Early Bird Goat Cheese and Cauliflower Frittata Recipe

Cauliflower Frittata Recipe, Paleo FrittataI’m a breakfast girl.

It really is my most important meal of the day. If 10 AM hits and I haven’t had it, I’m hangry.

It’s necessity aside, it can get a little boring. I’m big on omelettes and smoothies for my first meal of the day because you can switch up the flavors, but every once in a while I like to throw in a frittata. I used to love frittata’s before my clean-eating days, and this version takes me right back, only switching up the potato with cauliflower, as the textures are similar. I know this isn’t a far stray from an omelette, as it’s essentially just eggs and veggies, but it just feels  different. Plus, I keep the slices in the fridge and heat them up for a quick snack or breakfast throughout the week.

While this version uses spinach and goat cheese in addition to the the cauliflower, you can do this with any cheese-veggie combo; I sometimes throw some sliced black olives in here as well with the spinach; it’s delicious.

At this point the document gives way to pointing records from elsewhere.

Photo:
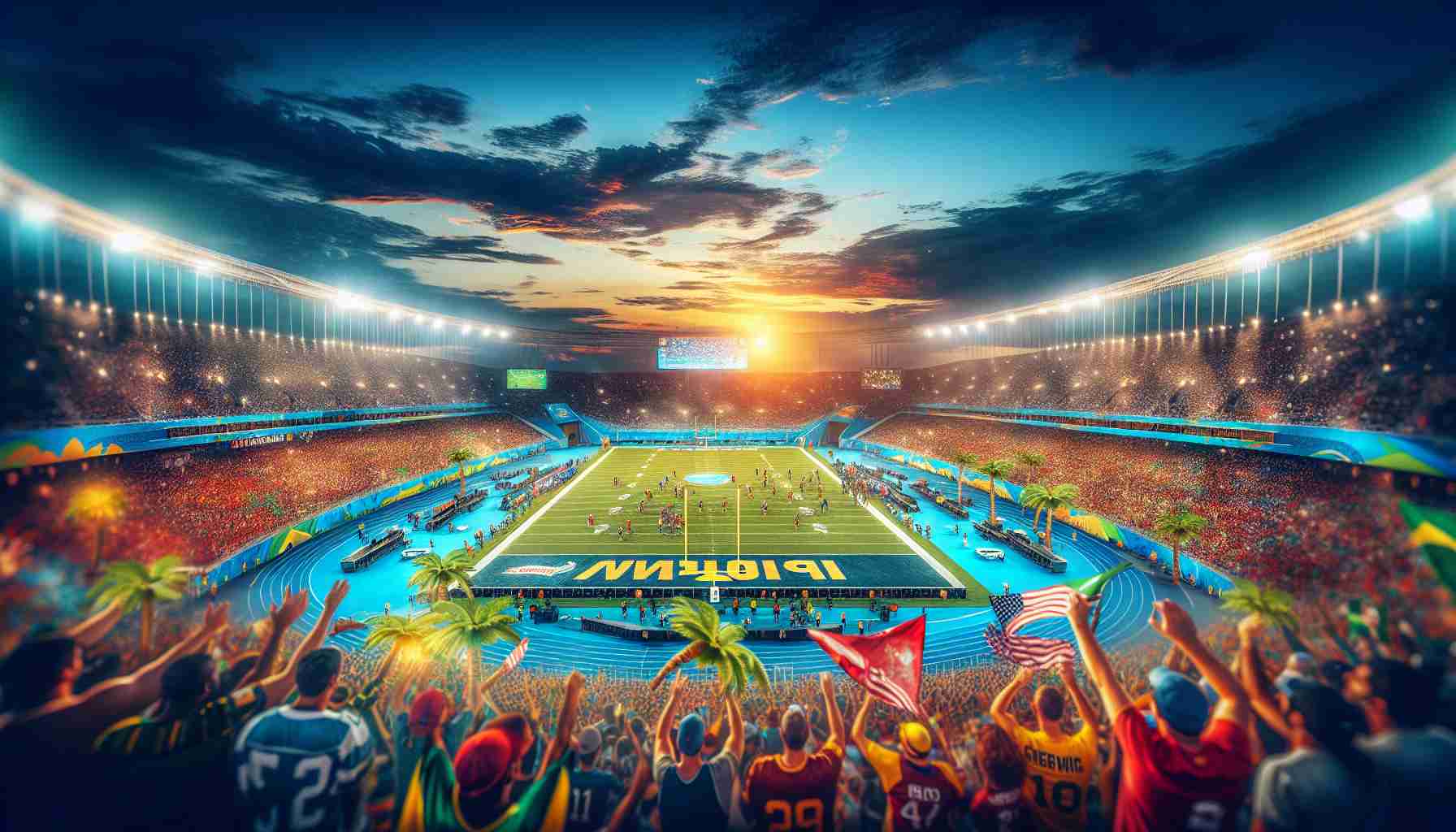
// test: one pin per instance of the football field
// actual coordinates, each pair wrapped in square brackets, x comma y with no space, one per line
[755,516]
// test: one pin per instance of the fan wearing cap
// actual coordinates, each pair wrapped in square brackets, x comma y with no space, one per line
[1191,769]
[921,791]
[1060,765]
[795,789]
[695,793]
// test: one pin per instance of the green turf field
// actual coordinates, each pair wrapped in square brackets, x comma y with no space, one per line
[713,531]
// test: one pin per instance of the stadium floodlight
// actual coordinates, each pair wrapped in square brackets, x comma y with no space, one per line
[37,211]
[128,242]
[1414,209]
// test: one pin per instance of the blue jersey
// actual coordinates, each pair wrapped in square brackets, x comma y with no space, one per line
[301,771]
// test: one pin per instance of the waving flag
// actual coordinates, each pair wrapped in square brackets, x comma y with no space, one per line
[887,665]
[1014,611]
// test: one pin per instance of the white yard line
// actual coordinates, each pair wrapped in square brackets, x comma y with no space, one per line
[895,528]
[536,516]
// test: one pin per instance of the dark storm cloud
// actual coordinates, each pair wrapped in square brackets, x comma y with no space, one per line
[552,134]
[401,114]
[1088,228]
[845,50]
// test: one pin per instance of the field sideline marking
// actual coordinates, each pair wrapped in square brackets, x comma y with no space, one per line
[897,531]
[531,521]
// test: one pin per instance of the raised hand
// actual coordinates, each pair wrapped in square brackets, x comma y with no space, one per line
[1172,622]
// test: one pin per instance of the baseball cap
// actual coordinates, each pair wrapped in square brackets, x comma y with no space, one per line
[915,739]
[691,733]
[1180,703]
[426,712]
[590,740]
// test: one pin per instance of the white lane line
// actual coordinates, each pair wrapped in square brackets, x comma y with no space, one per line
[544,510]
[895,529]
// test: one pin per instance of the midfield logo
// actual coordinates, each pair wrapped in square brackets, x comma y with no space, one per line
[542,571]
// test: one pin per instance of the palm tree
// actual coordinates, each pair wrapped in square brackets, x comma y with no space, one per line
[994,470]
[1180,526]
[469,624]
[1272,605]
[140,585]
[457,458]
[402,633]
[1031,459]
[713,644]
[434,574]
[963,461]
[98,506]
[1049,499]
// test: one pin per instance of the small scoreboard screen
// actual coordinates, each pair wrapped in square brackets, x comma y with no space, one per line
[702,353]
[525,379]
[880,379]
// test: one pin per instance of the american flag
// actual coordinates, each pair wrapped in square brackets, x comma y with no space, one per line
[1029,650]
[1018,609]
[514,659]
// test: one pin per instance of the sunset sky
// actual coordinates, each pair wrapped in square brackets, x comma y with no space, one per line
[657,167]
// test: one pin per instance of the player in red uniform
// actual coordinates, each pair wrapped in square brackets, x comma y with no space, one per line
[795,790]
[921,791]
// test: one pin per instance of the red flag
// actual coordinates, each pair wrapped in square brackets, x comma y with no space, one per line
[887,665]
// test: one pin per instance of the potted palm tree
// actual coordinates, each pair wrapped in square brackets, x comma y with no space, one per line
[713,644]
[470,624]
[1180,526]
[994,470]
[97,506]
[457,458]
[963,461]
[1049,499]
[140,585]
[434,574]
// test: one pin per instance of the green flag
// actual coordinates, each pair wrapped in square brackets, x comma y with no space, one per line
[1435,534]
[1097,583]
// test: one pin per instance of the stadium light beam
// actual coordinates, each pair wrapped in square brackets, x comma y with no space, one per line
[37,211]
[1414,209]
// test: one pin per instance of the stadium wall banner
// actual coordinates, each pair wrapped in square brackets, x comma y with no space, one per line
[680,436]
[283,541]
[1101,528]
[50,446]
[752,571]
[1421,455]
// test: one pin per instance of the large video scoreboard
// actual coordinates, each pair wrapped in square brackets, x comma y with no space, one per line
[525,379]
[702,353]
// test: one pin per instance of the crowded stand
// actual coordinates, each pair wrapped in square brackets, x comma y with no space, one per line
[1289,521]
[1384,366]
[1228,726]
[75,367]
[239,494]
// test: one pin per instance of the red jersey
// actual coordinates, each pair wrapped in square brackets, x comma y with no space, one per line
[792,799]
[1002,812]
[1167,787]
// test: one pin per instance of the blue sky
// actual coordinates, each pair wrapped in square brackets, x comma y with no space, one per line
[657,168]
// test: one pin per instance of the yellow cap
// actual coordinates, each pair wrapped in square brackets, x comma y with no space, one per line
[915,739]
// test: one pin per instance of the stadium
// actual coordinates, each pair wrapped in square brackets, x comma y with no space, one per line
[395,453]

Early Bird Goat Cheese and Cauliflower Frittata Recipe

  • 2 TB coconut or olive oil
  • 1 small onion, chopped
  • 2 cups cauliflower florets
  • 4 cups spinach
  • 3 cloves garlic, minced
  • 1 TSP fresh thyme
  • 1/2 cup crumbled goat cheese
  • 8 eggs, whisked
  • 1/4 cup water
  • Salt and fresh pepper to taste

– Preheat boiler on high.

– Heat 1 TB of oil in cask-iron skillet over medium heat and cook onion until translucent. Add cauliflower and water, cover with foil and cook about 5 minutes, until cauliflower is tender when pierced with a fork.

– Add spinach, garlic, thyme, salt and pepper and cook, stir often, until spinach is wilted.

– Add remaining TB of oil and stir to combine. Add whisked eggs to mixture, cover with foil and cook about 5 minutes, until the edges begin to firm.

– Top with goat cheese crumbles and transfer to the oven until cheese is melted and the middle is cooked, about 3 minutes.